NOTA DO AUTOR
Olá, caros leitores. Antes de mais, agradeço aos corajosos que abriram esta segunda parte da coletânea de entrevistas, depois do que possivelmente terá sido uma leitura tanto quanto entediante da primeira entrevista. Gostava de acreditar que não, pois se há coisa que aprendi com este projeto, foi que nunca é demais ouvir o produto da experiência de vida de quem já a ganhou, especialmente de quem está a trabalhar na área em que imaginamos. Como tal, espero que partilhem do mesmo entusiasmo. A próxima convidada foi a Sofia Barata, Head of Corporate Services na Vieira d’Almeida e Associados.
ENTREVISTA
FJ: Olá Sofia. Antes de mais, queria agradecer-lhe por ter aceitado o meu convite. Por favor, apresente-se aos nossos leitores.
Sofia Barata (SB): Olá Francisco. O meu nome é Sofia Barata, sou advogada, Head of Practice dos Corporate Services da VdA e responsável pela implementação do projeto de IA aplicado à revisão de documentação e pela automação de contratos.

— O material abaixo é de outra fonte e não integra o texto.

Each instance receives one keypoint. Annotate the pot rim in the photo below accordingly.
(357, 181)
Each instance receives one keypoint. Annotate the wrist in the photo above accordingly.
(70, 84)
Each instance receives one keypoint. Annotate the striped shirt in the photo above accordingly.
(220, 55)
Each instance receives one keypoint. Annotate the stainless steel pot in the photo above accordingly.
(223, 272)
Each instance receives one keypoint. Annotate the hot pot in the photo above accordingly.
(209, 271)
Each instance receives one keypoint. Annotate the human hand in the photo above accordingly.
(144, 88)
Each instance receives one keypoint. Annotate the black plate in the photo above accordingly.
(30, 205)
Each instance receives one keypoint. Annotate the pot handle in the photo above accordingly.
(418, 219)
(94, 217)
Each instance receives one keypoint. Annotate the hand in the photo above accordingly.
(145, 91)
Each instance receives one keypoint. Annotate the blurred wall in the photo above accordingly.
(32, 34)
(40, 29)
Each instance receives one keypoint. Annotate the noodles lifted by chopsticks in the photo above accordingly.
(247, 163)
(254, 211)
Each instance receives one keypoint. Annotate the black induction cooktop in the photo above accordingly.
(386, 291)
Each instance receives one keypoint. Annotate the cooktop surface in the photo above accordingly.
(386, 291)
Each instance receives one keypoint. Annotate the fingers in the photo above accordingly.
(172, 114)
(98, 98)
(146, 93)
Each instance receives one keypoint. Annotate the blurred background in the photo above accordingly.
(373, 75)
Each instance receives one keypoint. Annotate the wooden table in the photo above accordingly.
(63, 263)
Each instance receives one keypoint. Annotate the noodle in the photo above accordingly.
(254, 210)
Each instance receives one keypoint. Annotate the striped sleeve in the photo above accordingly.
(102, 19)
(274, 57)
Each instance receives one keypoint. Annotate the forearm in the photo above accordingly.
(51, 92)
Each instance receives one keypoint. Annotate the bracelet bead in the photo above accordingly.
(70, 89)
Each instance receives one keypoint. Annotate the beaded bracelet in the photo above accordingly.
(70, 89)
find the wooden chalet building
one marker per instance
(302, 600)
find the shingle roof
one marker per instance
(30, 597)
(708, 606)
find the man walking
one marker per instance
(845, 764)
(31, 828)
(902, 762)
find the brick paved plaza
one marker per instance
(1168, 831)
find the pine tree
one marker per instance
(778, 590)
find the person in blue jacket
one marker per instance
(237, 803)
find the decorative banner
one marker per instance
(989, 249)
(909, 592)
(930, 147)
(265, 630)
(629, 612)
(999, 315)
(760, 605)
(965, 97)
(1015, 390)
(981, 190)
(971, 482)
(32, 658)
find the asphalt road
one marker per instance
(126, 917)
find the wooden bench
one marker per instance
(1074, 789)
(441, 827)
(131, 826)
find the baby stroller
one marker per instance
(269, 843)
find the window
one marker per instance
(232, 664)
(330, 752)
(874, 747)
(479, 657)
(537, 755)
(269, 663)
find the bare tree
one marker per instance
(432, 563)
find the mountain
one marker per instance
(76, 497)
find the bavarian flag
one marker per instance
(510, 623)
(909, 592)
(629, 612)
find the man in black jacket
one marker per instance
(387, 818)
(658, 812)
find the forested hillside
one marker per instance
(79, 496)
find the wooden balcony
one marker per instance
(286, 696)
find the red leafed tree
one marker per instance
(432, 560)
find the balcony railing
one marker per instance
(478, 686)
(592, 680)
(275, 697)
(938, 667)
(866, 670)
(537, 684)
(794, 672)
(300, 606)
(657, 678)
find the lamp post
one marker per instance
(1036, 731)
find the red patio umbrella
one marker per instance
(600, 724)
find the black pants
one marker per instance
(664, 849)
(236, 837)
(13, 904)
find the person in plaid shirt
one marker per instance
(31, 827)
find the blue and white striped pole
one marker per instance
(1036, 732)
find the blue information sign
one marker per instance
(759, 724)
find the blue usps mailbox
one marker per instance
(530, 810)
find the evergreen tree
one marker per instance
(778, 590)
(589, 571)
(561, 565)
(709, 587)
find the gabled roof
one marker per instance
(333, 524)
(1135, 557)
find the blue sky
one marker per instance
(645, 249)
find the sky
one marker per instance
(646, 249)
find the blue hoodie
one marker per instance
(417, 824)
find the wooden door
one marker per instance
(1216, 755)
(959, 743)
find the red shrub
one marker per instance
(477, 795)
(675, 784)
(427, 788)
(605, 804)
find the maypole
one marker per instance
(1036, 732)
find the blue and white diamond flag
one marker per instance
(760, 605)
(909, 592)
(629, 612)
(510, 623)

FJ: Sofia, tirou a licenciatura na Faculdade de Direito da Universidade de Lisboa. O que nos pode dizer da sua experiência enquanto estudante? Alguma disciplina que a marcou?
SB: Tirei o curso no início dos anos 90 numa Faculdade de Direito com Professores extraordinários com quem aprendi muitíssimo. Destaco o Marcelo Rebelo de Sousa, o Freitas do Amaral, Menezes Cordeiro e outros também muito importantes, mas de que não gostava tanto, como o Jorge Miranda, que dava Direito Constitucional, uma das disciplinas mais importantes do curso. A minha experiência foi muito enriquecedora, foram anos muito importantes no meu crescimento que me definiram de forma muito marcante. Foram os anos em que acho que me tornei naquilo que sou. O mais importante foi aprender a pensar e a resolver problemas. A perceber que temos de ser nós a encontrar as ferramentas e a melhor forma de encontrar respostas. E claro, foram anos muito divertidos, em que se tem a vida toda pela frente. Foi na FDUL que fiz amigos para a vida e de quem sou muito próxima. Da minha experiência enquanto estudante de Direito destaco um processo evolutivo, tive várias ideias ao longo dos 5 anos, pensei em várias hipóteses de carreira e depois foi tudo acontecendo de forma um pouco diferente e com imensas oportunidades que foram surgindo. Destaco Teoria Geral do Direito Civil e Obrigações – para mim que gosto de direito civil, direito privado – e, claro, penal e processo penal.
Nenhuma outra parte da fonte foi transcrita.